The 5-5-5 Rule That Helps Cisco Outsource IT Implementation Successfully

October 24, 2012 - 0 Comments

Almost every weekend, Cisco implements 25-30 projects upgrading our core network infrastructure, involving sites around the world. These network projects run from simple office moves and partner connections to complex technology upgrades and acquisition integrations. They also include all the changes that are part of the Cisco IT fleet management program, where we regularly review the network infrastructure at each of our 500+ sites for needed upgrades, and schedule the upgrade cycles. This upgrading work is distributed, detailed, and involves repeatable processes, which makes it ideal for outsourcing:  but there are tricks to handing off responsibility while maintaining extremely high standards.

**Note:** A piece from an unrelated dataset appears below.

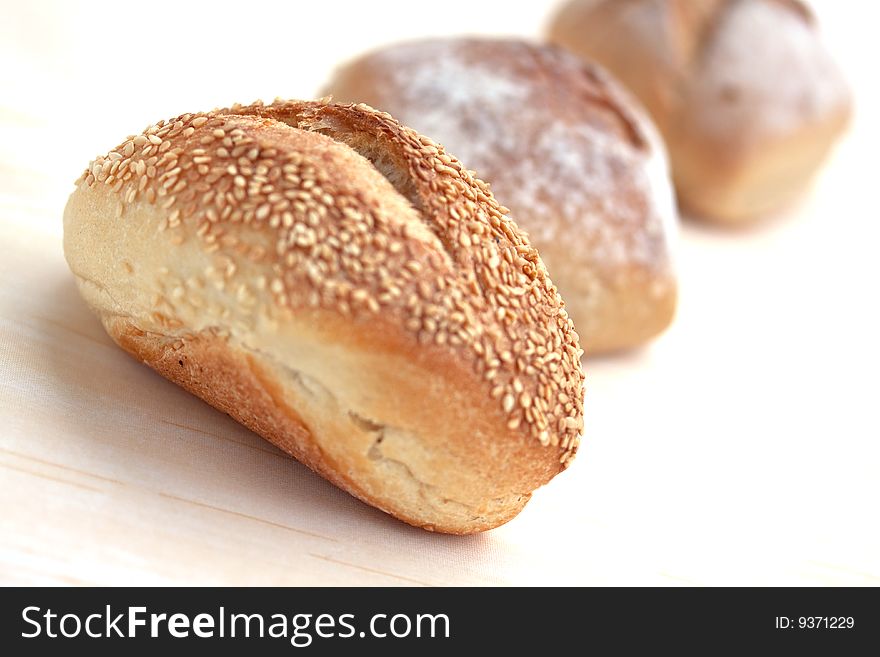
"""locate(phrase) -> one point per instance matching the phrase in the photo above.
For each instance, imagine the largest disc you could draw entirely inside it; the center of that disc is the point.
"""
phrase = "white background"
(742, 447)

Previously, our own Cisco IT engineers performed this work, which meant we had many expert employees who we were put on planes all the time. This led to problems with employee burnout, and we would lose their experience when they inevitably moved to another job that required less travel. Also, because we were always focused on the next project, we were often too relaxed about documenting the processes and lessons learned from current work so that we could apply them in the future.

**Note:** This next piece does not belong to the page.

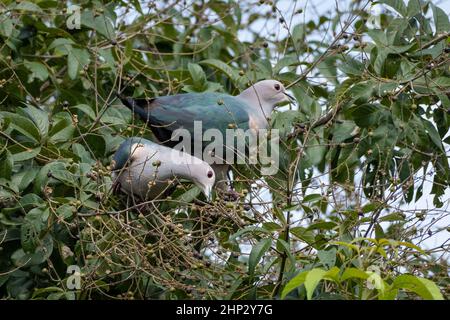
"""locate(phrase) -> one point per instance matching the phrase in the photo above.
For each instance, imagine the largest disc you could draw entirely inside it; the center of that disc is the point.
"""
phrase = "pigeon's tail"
(132, 105)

Today, we follow standardized processes with our in-region outsourced partners, who actually perform much of the implementation work for us – once we establish the standard implementation plan together. At the core of these processes is our “5-5-5 Rule” for a new IT project that is implemented in multiple sites:

  • The first 5 (or for larger projects the first 5%) are pilot implementations where the work is done by Cisco IT design and implementation engineers based on their detailed knowledge of the upgrade design and plans. Engineers from the outsourced partner observe Cisco IT provisioning these pilots to begin their training and to develop detailed documentation for use by their own local teams when they take over the implementation activity.
  • The next 5 (or 5%) of implementations are performed jointly by Cisco IT and outsourced partner staff, and together we review and update the cookbook documentation.
  • The final 5 (or 5%) of site implementations are performed by the partner staff with Cisco IT staff observing to verify that the partner is ready to take over project responsibility. At this point we finish reviewing and approving all documentation, processes, schedules, and hand off the rest of the work to our partners.

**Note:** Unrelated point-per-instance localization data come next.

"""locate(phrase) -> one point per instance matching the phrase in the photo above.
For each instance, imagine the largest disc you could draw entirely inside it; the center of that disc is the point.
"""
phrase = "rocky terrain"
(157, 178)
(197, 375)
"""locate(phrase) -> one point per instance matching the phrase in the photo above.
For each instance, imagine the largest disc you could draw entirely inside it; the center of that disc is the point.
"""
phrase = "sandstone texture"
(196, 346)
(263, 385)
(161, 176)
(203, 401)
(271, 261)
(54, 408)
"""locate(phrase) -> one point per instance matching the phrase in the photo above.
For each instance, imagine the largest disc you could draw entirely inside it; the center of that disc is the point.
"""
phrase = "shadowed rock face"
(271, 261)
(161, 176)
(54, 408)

This 5-5-5 rule is beneficial for both Cisco IT and our outsourced partners in several ways:

  • We transfer knowledge from our Cisco IT engineers to the high-level partner engineers who can in turn transfer that information to their teams in ways that are appropriate for that organization. This sometimes encourages our engineers to improve the process, because you learn a lot about a process when you’re teaching it to someone else.
  • Because the outsourced partners are preparing for their contracted work, they produce better and more detailed project documentation than what Cisco IT might develop on its own.
  • We learn from our partners, too.  We get feedback from the outsourced partners about improvements in design or implementation, and can adopt these improvements into future Cisco IT projects.

Following this rule produces a good learning experience for everyone. For example, there are things that the outsourcer’s engineers ask that our internal engineers wouldn’t necessarily think about. This approach also allows Cisco IT to avoid the difficult task of providing and maintaining a suite of detailed documentation for an external vendor to perform the job successfully.

By following the 5-5-5 Rule, we are able to keep up the pace of implementing nearly 2000 IT projects per year. And it helps our implementation partners work more effectively, which benefits partners, Cisco IT, and ultimately, the users we serve.